Physical / Psychological Veracity
From casual observation of the people around us, there are certain things we expect to go together – hunched shoulders and shyness, for example. If your characters stand out from those expectations too strongly, and you don’t explain why – don’t make it believable that they look and behave in such a way – then they won’t feel real to the reader.
Delany makes the point that the list of character traits that make up a heroic figure are pretty rare, so it takes a lot of work and thought to make the fictional hero believable. To some extent this depends on the story and the genre, but I do think it holds an element of truth. It also suggests why the Reluctant Hero trope is so strong – someone willing to dive straight into situations that require a hero is so unusual as to be unbelievable.
Purposeful, Habitual, Gratuitous
These are the types of behaviour that people exhibit, according to Delany. Things they mean to do, things they always do, and things they do because they can. Each one is very revealing of personality, by showing rather than telling. If your character does all three, it helps realise them more fully as a person. That said, the more detail you go into, the more your character starts to sound like everyone else (to paraphrase Oscar Wilde). You need to allow the reader space to fill in the details and make the characters uniquely real to them.

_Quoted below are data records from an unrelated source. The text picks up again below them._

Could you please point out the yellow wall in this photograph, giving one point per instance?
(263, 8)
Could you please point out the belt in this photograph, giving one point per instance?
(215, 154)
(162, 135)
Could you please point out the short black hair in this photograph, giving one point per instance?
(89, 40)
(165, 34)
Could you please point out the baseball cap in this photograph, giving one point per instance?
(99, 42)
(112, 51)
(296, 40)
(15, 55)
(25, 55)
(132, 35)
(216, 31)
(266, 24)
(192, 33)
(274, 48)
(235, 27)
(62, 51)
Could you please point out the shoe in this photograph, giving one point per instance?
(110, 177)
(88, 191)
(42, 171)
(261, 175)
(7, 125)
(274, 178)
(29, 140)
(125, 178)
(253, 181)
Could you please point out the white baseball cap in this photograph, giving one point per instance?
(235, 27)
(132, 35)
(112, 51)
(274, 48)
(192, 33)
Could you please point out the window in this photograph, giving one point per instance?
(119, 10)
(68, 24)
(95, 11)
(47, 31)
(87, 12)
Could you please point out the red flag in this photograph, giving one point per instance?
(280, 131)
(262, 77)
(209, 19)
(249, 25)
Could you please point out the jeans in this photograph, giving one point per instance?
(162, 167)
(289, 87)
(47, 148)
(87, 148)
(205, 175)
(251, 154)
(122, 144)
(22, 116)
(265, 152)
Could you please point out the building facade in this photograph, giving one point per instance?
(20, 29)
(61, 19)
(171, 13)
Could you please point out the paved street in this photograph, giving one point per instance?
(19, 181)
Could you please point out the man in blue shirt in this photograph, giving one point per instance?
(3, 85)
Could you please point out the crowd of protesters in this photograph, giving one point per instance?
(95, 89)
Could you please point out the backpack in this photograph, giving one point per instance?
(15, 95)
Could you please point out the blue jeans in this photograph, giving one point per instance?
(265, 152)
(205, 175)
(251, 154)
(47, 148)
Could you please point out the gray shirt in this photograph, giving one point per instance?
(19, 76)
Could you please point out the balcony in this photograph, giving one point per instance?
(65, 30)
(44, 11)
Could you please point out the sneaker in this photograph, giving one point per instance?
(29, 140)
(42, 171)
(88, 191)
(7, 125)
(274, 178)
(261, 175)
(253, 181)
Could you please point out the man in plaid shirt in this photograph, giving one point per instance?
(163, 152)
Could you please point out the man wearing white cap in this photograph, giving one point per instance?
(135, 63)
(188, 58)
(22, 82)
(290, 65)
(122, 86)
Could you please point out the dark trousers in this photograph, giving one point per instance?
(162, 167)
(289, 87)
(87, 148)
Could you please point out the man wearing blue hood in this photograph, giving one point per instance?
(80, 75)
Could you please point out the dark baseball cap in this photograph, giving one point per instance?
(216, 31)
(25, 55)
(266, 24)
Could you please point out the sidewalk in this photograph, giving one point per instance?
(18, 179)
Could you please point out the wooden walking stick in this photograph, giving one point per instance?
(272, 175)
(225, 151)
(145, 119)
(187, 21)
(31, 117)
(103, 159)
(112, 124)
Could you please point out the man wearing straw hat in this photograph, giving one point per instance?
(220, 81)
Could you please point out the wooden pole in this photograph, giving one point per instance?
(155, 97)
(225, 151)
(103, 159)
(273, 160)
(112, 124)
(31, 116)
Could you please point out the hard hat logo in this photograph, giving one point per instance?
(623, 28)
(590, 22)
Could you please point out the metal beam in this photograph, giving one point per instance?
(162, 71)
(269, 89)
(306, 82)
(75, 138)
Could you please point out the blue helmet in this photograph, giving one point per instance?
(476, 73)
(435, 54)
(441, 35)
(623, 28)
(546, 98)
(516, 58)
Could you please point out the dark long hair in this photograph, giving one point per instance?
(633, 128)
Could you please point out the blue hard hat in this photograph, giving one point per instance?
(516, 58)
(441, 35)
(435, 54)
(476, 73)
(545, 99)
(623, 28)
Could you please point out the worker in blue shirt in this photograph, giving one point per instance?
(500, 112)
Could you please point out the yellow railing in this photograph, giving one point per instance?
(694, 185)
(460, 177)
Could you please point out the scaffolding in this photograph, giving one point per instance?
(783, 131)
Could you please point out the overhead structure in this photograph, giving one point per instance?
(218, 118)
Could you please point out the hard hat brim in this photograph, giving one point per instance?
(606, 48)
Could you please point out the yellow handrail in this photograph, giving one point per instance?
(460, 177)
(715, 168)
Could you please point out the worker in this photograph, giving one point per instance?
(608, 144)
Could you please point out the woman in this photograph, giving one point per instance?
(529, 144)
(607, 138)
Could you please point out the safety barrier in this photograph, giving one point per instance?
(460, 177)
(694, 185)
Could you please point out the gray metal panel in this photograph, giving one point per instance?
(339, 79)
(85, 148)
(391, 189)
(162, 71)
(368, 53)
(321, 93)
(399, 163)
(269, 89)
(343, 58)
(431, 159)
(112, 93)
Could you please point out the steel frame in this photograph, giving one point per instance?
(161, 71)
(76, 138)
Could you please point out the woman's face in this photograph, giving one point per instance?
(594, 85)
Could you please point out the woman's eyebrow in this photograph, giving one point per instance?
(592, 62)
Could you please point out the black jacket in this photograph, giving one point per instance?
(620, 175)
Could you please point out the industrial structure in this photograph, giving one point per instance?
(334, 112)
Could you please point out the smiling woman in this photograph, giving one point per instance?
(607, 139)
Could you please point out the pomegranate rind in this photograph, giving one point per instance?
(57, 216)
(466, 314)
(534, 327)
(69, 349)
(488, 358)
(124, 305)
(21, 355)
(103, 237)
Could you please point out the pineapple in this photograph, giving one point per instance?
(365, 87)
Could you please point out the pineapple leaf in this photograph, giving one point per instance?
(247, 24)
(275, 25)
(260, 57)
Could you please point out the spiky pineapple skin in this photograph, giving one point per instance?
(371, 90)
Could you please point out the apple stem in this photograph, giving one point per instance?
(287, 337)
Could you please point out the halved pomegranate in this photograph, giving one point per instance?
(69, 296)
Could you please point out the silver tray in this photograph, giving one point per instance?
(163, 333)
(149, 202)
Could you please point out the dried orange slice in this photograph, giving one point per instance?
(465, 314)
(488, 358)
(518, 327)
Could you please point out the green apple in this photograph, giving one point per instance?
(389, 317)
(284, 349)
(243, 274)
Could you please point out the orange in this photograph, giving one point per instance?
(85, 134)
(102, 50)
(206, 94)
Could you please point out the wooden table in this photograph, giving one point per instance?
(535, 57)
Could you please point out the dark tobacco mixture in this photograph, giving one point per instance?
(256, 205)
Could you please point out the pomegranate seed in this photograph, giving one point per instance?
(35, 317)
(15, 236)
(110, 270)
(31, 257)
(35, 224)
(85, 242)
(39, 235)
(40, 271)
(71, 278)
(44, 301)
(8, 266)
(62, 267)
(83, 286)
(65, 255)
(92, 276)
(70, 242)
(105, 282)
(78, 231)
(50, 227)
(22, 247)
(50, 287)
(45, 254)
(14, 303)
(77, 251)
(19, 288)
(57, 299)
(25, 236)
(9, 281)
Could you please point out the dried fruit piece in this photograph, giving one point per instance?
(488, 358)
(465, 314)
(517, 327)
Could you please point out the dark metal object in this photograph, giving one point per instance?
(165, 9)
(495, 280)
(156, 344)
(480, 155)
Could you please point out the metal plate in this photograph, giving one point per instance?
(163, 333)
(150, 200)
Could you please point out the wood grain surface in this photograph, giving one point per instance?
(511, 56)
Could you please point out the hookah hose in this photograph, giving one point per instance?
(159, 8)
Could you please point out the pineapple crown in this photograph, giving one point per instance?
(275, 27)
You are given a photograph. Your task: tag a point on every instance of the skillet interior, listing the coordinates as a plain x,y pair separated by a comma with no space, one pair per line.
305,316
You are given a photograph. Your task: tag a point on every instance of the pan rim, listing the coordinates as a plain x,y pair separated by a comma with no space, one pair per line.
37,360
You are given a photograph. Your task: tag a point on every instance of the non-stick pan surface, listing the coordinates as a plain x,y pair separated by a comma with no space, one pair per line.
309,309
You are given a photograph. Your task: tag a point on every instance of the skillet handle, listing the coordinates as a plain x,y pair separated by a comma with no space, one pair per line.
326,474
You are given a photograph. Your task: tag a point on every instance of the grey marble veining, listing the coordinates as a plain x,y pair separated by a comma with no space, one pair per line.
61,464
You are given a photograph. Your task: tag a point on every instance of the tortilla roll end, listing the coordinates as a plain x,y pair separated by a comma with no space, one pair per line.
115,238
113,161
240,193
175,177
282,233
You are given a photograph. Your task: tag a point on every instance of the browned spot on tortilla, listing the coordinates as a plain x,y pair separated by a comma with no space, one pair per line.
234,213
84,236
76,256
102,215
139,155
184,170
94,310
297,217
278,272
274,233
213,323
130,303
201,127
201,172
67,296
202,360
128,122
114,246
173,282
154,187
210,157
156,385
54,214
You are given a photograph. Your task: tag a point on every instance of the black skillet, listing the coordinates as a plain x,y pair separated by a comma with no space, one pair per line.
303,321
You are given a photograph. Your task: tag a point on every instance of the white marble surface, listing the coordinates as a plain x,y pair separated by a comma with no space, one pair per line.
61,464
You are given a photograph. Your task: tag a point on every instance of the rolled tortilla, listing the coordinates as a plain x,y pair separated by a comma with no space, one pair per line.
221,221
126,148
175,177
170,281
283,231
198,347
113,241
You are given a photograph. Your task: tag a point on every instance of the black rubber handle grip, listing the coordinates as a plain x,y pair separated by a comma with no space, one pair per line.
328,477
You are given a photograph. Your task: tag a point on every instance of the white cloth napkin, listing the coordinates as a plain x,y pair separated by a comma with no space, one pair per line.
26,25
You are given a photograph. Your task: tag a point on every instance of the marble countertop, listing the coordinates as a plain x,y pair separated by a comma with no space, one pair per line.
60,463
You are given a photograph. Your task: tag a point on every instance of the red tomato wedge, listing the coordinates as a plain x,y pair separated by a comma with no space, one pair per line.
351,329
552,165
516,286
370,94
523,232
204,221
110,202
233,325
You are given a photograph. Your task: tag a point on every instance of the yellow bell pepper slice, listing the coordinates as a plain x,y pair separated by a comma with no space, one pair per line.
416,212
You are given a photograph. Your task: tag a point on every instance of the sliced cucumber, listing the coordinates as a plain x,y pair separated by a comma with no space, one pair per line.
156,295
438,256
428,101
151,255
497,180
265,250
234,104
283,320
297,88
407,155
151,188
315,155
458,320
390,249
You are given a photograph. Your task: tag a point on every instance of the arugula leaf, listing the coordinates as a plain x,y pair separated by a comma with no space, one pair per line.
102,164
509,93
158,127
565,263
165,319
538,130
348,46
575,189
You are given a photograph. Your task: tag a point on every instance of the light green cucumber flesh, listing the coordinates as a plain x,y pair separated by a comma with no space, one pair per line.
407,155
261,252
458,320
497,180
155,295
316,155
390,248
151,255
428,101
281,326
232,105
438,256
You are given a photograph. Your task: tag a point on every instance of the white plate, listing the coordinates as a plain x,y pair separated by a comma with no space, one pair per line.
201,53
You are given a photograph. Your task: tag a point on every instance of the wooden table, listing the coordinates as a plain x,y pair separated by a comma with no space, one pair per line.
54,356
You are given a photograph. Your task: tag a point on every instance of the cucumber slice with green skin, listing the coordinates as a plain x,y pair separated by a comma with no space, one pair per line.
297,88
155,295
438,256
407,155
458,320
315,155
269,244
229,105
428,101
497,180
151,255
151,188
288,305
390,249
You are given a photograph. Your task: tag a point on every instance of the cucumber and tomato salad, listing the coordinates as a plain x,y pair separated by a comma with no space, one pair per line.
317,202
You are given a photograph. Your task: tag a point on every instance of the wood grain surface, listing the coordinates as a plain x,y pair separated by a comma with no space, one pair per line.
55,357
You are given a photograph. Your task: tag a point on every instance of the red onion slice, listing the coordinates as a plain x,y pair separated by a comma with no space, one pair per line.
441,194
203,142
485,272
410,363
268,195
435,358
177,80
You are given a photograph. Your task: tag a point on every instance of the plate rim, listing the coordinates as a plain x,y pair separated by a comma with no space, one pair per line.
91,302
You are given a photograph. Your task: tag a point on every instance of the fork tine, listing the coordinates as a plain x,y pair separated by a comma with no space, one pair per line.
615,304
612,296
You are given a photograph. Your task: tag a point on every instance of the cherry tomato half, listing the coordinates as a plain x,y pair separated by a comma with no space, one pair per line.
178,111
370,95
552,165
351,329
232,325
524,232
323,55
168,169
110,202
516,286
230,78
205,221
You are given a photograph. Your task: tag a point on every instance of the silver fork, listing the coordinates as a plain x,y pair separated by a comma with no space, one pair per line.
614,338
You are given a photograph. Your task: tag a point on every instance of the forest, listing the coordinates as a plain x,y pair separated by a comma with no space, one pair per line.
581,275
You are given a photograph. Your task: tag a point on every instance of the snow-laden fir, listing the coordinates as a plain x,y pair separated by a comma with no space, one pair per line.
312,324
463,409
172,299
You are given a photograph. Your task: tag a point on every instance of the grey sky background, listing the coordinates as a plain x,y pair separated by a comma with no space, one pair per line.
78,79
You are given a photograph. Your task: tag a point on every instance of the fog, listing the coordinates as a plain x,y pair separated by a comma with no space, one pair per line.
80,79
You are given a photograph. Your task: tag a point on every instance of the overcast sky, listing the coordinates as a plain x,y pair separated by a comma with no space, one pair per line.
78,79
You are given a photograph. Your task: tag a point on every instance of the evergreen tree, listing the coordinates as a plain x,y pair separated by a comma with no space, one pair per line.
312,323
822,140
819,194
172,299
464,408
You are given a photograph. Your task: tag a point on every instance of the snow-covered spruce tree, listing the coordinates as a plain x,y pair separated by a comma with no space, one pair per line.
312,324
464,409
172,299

There is nothing so beautiful as that which does not exist. ~ Paul Valery
Context and Contrast
One technique for bringing a character to life is via another character. How do their contemporaries see them? This can be used to show what is the cultural norm, barely remarked upon by those who are used to it, and what is unusual. It can also provide a viewpoint for the character which the reader is still able to disagree with. In real life, we don’t like people because we are told we should; we judge them on their behaviour and draw our own conclusions. That freedom can be very powerful in making the character on the page seem real.
It also provides a very natural way to reveal a character. Rather than dumping an impression all at once, we can get to know one character as someone else does. That then can let the reader apply an improved understanding to earlier passages, changing their impressions with a type of psychological reverse-engineering.